Climate change brings additional stresses. Although some agricultural re­gions may benefit from a longer growing season resulting from additional warmth or extra rainfall, other regions stand to become drier or even turn into dust bowls. Crop yields may drop, unless more drought- resistant va­rieties can be developed in time. Elsewhere, soil fertility may decline due to erosion of topsoil. Groundwater mining may lower the water table enough to make pumping water for irrigation too costly (e.g., the Ogallala Aquifer in Oklahoma and Texas). Increasing saltwater encroachment due to sea level rise may render many fertile low-lying deltaic or coastal farmlands (e.g., the Sacramento–San Joaquin valley, California, the Mekong Delta, Vietnam, or the Ganges-Brahmaputra Delta, Bangladesh) increasingly unproductive.

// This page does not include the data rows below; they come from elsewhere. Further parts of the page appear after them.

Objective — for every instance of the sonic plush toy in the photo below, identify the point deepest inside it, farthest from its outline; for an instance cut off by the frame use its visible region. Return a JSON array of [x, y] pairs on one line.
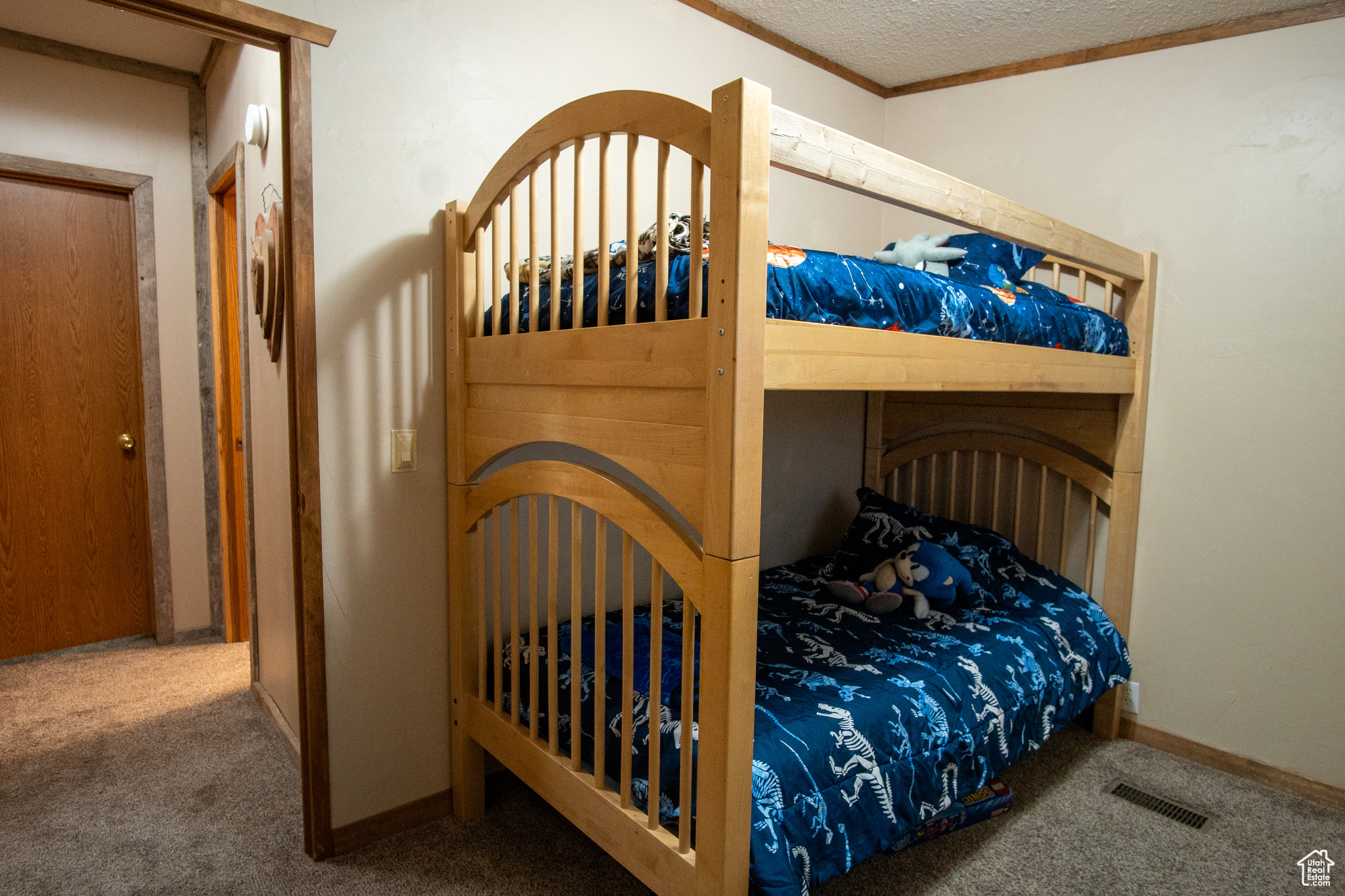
[[921, 571]]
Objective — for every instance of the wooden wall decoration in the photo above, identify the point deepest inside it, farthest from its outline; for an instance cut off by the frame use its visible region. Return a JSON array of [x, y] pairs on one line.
[[268, 280]]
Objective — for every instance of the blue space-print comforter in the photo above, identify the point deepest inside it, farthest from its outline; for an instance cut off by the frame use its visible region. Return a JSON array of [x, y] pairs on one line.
[[825, 288], [865, 726]]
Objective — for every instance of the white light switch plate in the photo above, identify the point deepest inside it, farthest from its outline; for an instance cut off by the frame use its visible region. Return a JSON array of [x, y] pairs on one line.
[[1130, 698], [404, 450]]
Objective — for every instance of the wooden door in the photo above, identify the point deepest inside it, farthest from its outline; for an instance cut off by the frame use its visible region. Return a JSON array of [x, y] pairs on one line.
[[74, 534], [229, 410]]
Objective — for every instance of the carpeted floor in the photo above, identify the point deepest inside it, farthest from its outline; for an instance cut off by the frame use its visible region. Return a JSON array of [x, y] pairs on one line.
[[133, 769]]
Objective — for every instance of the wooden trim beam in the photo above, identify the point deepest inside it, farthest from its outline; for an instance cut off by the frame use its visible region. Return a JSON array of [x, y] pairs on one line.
[[208, 65], [304, 476], [779, 42], [96, 58], [231, 19], [833, 156], [1290, 782], [1251, 24]]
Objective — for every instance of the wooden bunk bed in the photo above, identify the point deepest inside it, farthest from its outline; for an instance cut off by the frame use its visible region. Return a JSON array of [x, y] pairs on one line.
[[678, 405]]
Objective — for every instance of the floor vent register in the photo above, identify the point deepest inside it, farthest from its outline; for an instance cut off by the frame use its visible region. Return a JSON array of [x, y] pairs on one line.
[[1179, 813]]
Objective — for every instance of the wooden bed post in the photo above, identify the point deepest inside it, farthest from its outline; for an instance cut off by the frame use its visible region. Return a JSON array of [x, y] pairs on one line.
[[873, 440], [740, 183], [1130, 459], [467, 759]]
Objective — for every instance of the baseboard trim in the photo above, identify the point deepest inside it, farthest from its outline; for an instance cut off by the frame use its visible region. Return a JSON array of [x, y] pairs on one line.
[[277, 719], [197, 636], [385, 824], [1290, 782]]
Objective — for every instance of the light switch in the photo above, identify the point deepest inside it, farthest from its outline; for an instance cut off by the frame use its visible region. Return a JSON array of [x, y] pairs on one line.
[[404, 450]]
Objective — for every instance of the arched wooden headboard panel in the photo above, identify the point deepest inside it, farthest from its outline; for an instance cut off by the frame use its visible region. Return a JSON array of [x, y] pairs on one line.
[[1026, 489], [627, 112]]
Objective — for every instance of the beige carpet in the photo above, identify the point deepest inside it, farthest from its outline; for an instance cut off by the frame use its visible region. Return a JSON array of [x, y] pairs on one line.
[[133, 769]]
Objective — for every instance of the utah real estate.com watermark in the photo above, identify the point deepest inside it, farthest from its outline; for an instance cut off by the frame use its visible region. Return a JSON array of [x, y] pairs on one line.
[[1317, 868]]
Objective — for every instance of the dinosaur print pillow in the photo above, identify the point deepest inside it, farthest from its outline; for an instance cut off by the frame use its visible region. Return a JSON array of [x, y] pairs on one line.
[[997, 567]]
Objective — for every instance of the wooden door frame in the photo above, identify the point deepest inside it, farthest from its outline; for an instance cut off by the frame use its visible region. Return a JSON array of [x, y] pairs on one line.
[[228, 174], [139, 190], [292, 39]]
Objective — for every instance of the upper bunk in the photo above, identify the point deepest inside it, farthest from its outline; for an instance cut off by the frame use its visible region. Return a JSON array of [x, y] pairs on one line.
[[794, 354]]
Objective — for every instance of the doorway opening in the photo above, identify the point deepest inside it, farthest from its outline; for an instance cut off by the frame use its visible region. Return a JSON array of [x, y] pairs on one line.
[[229, 403]]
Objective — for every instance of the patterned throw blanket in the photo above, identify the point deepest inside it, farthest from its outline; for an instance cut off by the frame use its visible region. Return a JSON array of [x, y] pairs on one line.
[[866, 726]]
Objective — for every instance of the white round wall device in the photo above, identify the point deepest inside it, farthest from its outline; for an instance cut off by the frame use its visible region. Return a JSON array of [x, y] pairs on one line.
[[255, 128]]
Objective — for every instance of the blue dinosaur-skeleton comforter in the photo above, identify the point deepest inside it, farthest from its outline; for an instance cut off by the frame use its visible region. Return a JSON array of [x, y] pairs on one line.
[[825, 288], [868, 726]]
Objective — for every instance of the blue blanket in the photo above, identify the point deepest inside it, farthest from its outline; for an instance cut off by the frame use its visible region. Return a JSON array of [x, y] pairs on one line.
[[866, 726], [825, 288]]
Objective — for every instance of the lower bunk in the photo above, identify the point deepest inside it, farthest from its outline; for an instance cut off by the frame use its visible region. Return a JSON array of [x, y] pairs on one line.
[[866, 726]]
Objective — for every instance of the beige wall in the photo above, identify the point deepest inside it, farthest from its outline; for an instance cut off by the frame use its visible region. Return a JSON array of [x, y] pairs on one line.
[[1228, 160], [72, 113], [248, 75], [413, 104]]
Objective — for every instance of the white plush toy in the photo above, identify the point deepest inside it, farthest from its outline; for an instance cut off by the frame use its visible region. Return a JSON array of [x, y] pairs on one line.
[[921, 251]]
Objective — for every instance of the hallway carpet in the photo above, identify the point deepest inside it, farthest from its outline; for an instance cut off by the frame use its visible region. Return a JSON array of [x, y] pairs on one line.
[[133, 769]]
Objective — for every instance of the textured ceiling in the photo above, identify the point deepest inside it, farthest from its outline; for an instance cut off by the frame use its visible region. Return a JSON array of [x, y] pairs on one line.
[[898, 42], [99, 27]]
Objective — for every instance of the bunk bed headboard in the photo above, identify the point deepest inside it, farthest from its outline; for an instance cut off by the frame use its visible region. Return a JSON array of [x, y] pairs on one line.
[[1038, 469]]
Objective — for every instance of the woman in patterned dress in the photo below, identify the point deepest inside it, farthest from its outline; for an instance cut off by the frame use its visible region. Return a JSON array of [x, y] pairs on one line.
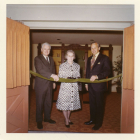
[[68, 98]]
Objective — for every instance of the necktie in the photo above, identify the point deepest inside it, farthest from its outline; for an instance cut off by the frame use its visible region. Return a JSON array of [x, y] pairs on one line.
[[47, 59], [92, 61]]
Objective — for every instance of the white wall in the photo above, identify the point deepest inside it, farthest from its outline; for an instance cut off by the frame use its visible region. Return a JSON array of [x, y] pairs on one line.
[[34, 54], [78, 17]]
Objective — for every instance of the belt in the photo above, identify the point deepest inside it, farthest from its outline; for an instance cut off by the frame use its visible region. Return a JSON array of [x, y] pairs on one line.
[[72, 78]]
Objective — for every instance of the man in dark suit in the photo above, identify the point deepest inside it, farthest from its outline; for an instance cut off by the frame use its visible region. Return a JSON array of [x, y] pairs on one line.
[[44, 65], [98, 67]]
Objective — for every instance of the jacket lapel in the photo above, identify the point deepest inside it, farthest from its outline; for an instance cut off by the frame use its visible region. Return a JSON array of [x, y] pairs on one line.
[[44, 60], [97, 60]]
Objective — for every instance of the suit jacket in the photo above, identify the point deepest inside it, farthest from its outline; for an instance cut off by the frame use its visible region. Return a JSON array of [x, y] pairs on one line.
[[101, 68], [46, 69]]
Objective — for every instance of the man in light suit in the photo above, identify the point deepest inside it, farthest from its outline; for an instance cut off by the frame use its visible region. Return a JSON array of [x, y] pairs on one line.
[[44, 65], [98, 67]]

To forestall these rapid planetary transformations from bringing civiliza­tion to the brink requires a solution to the impending climate and environ­mental crisis that transcends short-term fixes. It calls for a major paradigm shift. No longer can environmental and climatic consequences of industrial activities remain “externalities” outside of economic models, with nature a mere provider of resources to be exploited and extracted.

Nature works through the interactions of multiple complex processes. In the Anthropocene, the human imprint merges with Earth’s system opera­tions. The new worldview embraces consilience—the unity of knowledge. It balances the dominant emphasis on economic growth with information from the environmental and earth sciences, as well as traditional human values.